その電話の主は、私が3年近く前に家庭教師をしたそのときは中学三年生の男の子でした。

その教え子からたまに電話がかかってきて近況を話し合ったり、色々な話題で盛り上がったりします。

時には人生相談などなど。


この男の子は、肝っ玉の大きい私にとっての自慢の教え子なのですが、彼から電話がくる度に思い出すエピソードがあります。


それは彼が、中3の最後の模擬試験を終えてその結果、志望校F判定(合格する可能性が限りなく薄い)であってちょっと落ち込み気味だった1月のことです。

私は、彼を励ますべく東京の高尾にある高尾山に登って、そこから見える富士山を見て、勇気をだそうじゃないか!と計画を思いついたのです。


そして、登山当日。

彼と共に高尾に向かい、高尾山を登り始めました。


まあせっかくなのでキツイ道で行きました。


070103_1307~0001.jpg







私と彼とは、一回り近く離れた年齢なのですが、彼とはそんなジェネレーションギャップ(世代間ギャップ)を感じることなく会話に花を咲かせます。


しかし、頂上に着いた時、彼の口から、

「先生!ずっと独りでしゃべり続けてたね!」

とひと言。


たぶん話に花を咲かせていたのではなく、私が独りでしゃべりまくっていたのだと思います。


その間、なんと1時間。


私はそんな意識は微塵にもありませんでしたが・・・・まあそれに延々と付き合ってくれる彼はホントにいい教え子です。


そんなこんなで頂上につき、さっそく富士山の見える場所に移動。

070103_1241~0001.jpg






しかし、その場所にいってみると・・・


どよーーーん

と、雲が前方にかかって何も見えません。


私の当初の予定だと、

富士山が見えた瞬間

「おっ!見てみろ。

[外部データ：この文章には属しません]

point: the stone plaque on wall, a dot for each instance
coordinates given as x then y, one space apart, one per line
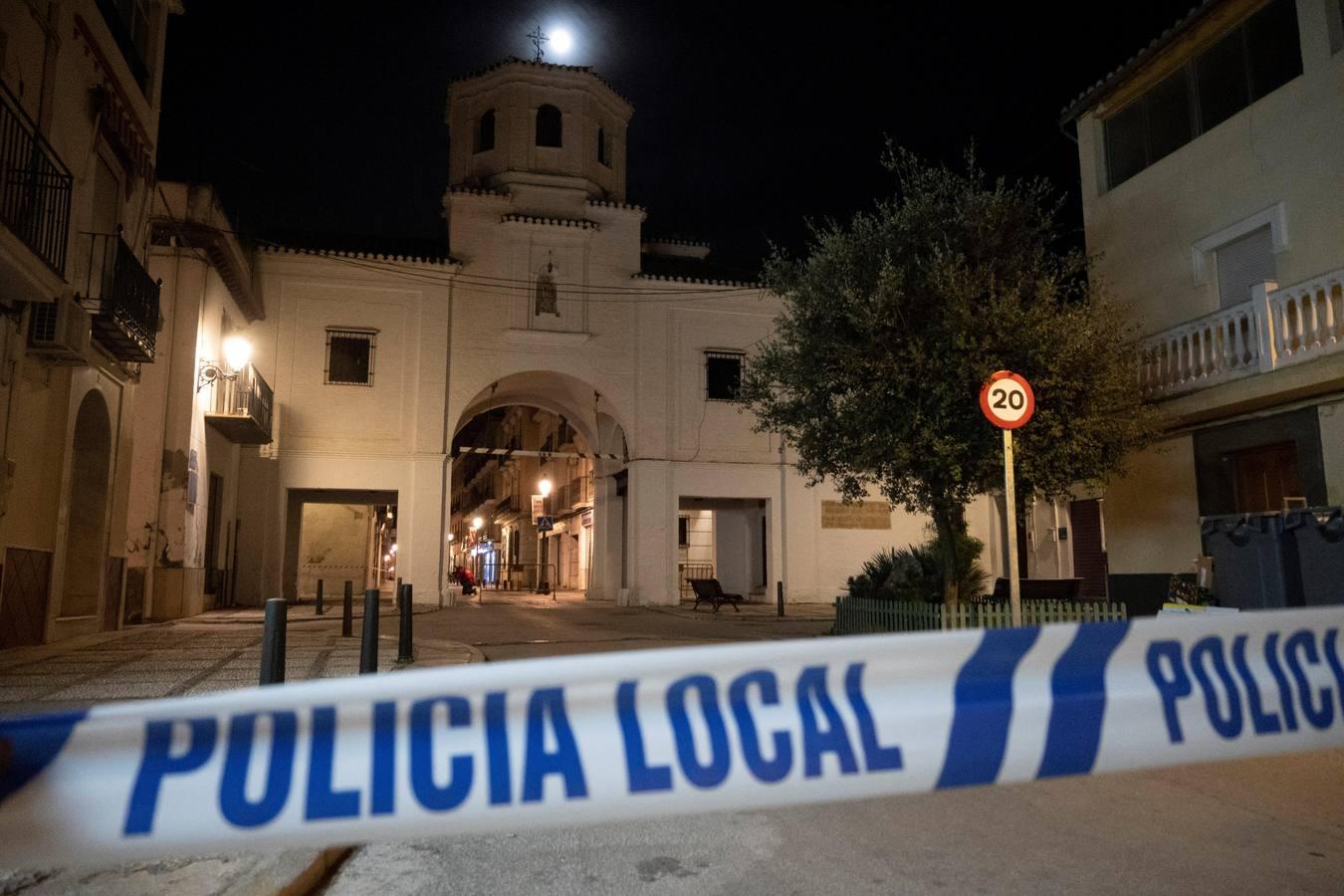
864 515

遠くにちゃんと富士山が見えるじゃないか!

ヒロちゃんの志望校もまだ遠いけど、今みたいにはっきり見えているんだ!

だからあともう踏ん張りすれば必ず合格するはずだよ!」

「わかりました!先生!」

と、金パチ先生や森田健作が演じた青春熱血教師の如く、師弟愛をだしあい、受験に対して勇気を持って挑んでいく・・そんなシナリオだったのに、、、


現実は厳しく、まったく富士山どころか前方が全く見えません。


そこで彼がひと言。

「なんか、これって今の僕みたいですね・・・」


「えっ?」

勇気を出し、感動のフィナーレであったはずの場面だったはずが、逆に彼を気落ちさせてしまうこと。


そんなとき私は心の中で、

『頼む!どうか富士山よ!見えてくれ!』

と強く願ったんです。

するとなんと、


急に風がヒューーーっと流れて来て、

前方の雲が晴れていくじゃあないですか!


そして、なんとなんと

あの富士山が見えたのです!!


『おお!!これは奇跡』


私はこの出来事に驚嘆しつつも、ここぞとばかりに早速、


「ヒロちゃん見てみろ!風がでてきて、雲がなくなり、富士山が見えたじゃないか!

さっきのは今までのヒロちゃんでこの風景がこれからのヒロちゃんなんだよ」


この光景に、彼も驚いたようで

「おお!先生」

彼は声を震わせ勇気をもらったようでした。


これぞ師弟愛!!!


そんな感じで感動の一場面でしたね。

つまり、私はこの【ヒロちゃん励まし大作戦】を大成功に収めたわけです。


すると、そんな感動と勇気をもらって心が燃え

この受験戦争を乗り切ってやろうとモチベーションを高めていた2人に、横から登山家のような人がこんなひと言。


「えっと、

あれ・・・・


あの山・・・・富士山じゃないよ。


富士山はあの山から向かって右2つね」


しかも、めちゃくちゃ冷静な声で&めっちゃいいタイミングで。

・・・・・・・・・・・・・・・・・・・

・・・・・・・・・・・・・・・・・・・・・・・・・・・

・・・・・・・・・・・・・・・・・・・・・・・・・・・・・・・

「えっ??」


私はその言葉に、全く声が出ず。


そして、言われたとおり、右二つ目の山を見てみると、、、、、、、、、、


かすんで何も見えません。


ガーーーーーーーーン



よくこんなオチを漫画でみますが、現実に起るとは・・・。


そんなオチいらないよ!!マジで!



私はこれには相当ショックをうけまくってしまいました。



しかしそんな落胆した私を見かねて教え子は、


「先生!まあこんな事もありますよ。あははは」

と、私の肩を叩いて私を励ましてくれました。


なんだか

【ヒロちゃん励まし大作戦】からと、【タケちゃん励まし大作戦】へと立場が逆転。


そしてそんなとき私のひと言。


「現実は厳しいね~。世の中の風は冷たいよ・・・やっぱり。この風景がヒロちゃんの現実なのかもな~・・・・」


そんなこんなで、世の中の厳しい風当たりを知った高尾山の登山であり、師弟の2人でありました。


とほほ・・・





しかし、この後にはちゃんと続きがあるわけで、この現実を突きつけられてしまった登山が功を奏したのか、

彼はこのあと、


無事、志望校に合格することができたのでした。


しかも約一年で偏差値20近くあげて。


これはすごいですよ。マジで。


周りの友達からも、


「奇跡だ!奇跡だ」


「なんであいつが・・・」


と、その学校内で時の人となったのでした。


人は、優しい環境でいるばっかりではなくて、時には厳しい環境・現実を体験し知ることで自分を磨くことが出来るんですね。


これ教訓。


これは若者に熱きメッセージを語る時の秘訣なのかもしれません。


それを知らされたエピソードでありました。


これは今でも忘れることができない教え子との大切な思い出です。


お後がよろしいようで。。。。。。。。